É num dos jantares que sua família oferece, que conhece a Sra. Robinson (Anne Bancroft) esposa de um dos sócios de seu pai. Para fugir da rotina, ou devido a atração que aquela mulher exerce sobre ele, os dois acabam tendo um caso. As coisas mudam quando Benjamin conhece a filha de Sra. Robinson, Elaine (Katherine Ross) e se apaixona por ela. Começa então uma verdadeira jornada para que o jovem consiga realizar o que quer, a despeito da desaprovação dos pais da moça: casar-se com ela.

Como na maioria dos trabalhos de Nichols, (Closer por exemplo, só pra citar o melhor dos que vi, na minha opinião) a força do filme está em enquadramentos e movimentos de câmera que simbolizam o distanciamento/aproximação dos personagens (a cena em que Elaine descobre o caso dos dois por exemplo), a trilha sonora clássica, feita por Simon & Garfunkel (a abertura com “Sounds of Silence”, a linda “April Come She Will”, e claro “Mrs.
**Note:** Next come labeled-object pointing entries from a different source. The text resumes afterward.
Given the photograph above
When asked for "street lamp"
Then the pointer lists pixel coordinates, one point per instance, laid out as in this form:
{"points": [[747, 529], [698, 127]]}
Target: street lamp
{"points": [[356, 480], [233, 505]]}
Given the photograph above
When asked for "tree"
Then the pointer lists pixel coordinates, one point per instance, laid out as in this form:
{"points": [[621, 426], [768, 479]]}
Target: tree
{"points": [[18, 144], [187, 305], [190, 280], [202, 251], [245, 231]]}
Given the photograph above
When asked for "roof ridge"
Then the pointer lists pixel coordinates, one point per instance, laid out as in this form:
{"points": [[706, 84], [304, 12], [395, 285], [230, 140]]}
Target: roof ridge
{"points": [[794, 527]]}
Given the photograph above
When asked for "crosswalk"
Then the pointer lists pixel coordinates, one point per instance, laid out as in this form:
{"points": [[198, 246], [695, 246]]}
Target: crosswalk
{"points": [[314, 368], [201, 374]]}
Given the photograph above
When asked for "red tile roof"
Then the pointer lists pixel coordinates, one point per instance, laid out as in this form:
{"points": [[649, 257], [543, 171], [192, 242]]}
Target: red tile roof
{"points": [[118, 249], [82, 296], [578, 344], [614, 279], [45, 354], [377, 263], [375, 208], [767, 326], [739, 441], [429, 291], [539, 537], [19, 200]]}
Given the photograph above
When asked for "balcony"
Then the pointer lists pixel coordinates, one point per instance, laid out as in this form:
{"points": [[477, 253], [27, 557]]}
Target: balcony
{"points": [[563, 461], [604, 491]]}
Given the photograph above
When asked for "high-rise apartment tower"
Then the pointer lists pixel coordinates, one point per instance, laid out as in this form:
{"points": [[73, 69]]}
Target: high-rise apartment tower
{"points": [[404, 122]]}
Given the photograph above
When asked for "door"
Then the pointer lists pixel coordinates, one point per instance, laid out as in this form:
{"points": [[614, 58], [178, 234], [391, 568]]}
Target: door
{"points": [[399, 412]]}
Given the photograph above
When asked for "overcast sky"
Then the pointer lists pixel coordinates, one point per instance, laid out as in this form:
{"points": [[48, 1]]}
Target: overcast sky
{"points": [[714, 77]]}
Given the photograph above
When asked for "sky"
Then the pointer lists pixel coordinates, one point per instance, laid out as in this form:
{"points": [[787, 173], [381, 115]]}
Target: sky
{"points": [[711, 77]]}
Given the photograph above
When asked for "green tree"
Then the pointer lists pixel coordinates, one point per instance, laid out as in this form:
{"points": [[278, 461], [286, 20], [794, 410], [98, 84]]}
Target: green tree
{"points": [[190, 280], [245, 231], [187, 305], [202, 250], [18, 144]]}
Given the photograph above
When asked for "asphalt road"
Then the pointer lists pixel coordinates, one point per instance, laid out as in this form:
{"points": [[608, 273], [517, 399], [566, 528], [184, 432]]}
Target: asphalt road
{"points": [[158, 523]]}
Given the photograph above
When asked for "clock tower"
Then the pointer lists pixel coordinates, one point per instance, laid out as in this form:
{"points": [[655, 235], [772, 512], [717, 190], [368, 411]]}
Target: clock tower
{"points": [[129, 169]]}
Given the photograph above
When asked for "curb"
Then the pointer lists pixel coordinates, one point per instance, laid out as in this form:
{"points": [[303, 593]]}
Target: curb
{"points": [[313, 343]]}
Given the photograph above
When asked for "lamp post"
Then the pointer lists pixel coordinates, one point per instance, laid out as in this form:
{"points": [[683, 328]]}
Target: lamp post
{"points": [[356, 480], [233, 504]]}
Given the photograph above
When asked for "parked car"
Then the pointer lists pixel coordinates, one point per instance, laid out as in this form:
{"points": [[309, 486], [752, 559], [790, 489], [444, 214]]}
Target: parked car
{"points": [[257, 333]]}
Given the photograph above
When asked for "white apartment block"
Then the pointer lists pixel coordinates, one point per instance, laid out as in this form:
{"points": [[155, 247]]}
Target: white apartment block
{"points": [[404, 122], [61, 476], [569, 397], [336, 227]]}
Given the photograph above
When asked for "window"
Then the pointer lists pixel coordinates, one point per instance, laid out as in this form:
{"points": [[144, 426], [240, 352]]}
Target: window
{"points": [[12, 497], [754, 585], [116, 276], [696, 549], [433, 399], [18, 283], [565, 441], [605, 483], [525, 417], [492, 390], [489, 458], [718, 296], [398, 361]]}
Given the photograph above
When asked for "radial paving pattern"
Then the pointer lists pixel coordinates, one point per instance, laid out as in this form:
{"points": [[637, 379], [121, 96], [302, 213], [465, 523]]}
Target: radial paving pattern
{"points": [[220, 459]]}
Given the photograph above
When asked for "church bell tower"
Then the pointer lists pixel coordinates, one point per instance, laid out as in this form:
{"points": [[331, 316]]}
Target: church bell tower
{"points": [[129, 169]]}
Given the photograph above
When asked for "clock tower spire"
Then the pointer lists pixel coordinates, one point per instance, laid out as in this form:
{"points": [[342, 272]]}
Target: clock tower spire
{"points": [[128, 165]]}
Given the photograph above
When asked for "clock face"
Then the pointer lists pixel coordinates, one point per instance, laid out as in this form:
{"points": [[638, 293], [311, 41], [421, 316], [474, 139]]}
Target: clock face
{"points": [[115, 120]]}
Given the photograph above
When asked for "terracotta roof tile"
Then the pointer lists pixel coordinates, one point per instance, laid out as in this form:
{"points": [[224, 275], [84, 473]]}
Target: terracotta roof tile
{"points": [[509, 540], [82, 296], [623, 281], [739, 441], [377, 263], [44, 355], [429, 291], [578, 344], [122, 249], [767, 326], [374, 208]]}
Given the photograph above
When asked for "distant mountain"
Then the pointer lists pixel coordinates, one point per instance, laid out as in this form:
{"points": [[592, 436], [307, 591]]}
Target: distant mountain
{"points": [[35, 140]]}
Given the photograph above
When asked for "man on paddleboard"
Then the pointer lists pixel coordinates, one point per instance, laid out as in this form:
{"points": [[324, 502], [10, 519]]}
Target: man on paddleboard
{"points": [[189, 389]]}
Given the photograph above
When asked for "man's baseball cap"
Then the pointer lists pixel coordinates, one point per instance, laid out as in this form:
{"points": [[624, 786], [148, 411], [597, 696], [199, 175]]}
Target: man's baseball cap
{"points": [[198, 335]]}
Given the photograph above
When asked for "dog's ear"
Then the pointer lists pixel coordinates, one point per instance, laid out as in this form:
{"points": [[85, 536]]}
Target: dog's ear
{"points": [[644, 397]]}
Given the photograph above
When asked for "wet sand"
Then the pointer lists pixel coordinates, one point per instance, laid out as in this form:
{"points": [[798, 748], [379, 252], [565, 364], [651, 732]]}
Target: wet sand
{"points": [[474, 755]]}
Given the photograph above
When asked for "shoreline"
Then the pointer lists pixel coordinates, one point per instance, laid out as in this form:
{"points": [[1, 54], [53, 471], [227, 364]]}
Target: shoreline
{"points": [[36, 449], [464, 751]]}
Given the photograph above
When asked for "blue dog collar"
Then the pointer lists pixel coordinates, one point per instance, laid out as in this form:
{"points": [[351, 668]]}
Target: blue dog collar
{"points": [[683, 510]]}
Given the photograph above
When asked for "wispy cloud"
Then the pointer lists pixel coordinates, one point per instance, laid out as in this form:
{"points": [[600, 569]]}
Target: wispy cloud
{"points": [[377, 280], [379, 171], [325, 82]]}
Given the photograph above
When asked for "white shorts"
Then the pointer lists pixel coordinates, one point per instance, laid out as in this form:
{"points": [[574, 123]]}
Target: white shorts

Robinson“), a direção que prioriza o trabalho dos atores (todo o elenco principal está ótimo) e nos diálogos muito bem escritos (as conversas entre Sra Robinson e Benjamin, onde aquela demostra total controle da situação ao mesmo tempo em que acha graça das atitudes imaturas de Benjamin, por exemplo).

É um ótimo filme, que conta ainda com uma crítica bem interessante no final: na vida real existem “finais felizes” realmente? Não. A vida segue depois deles, e aí vem a responsabilidade que todos tempos que ter sobre nós mesmose sobre os ações (às vezes impensadas) que temos.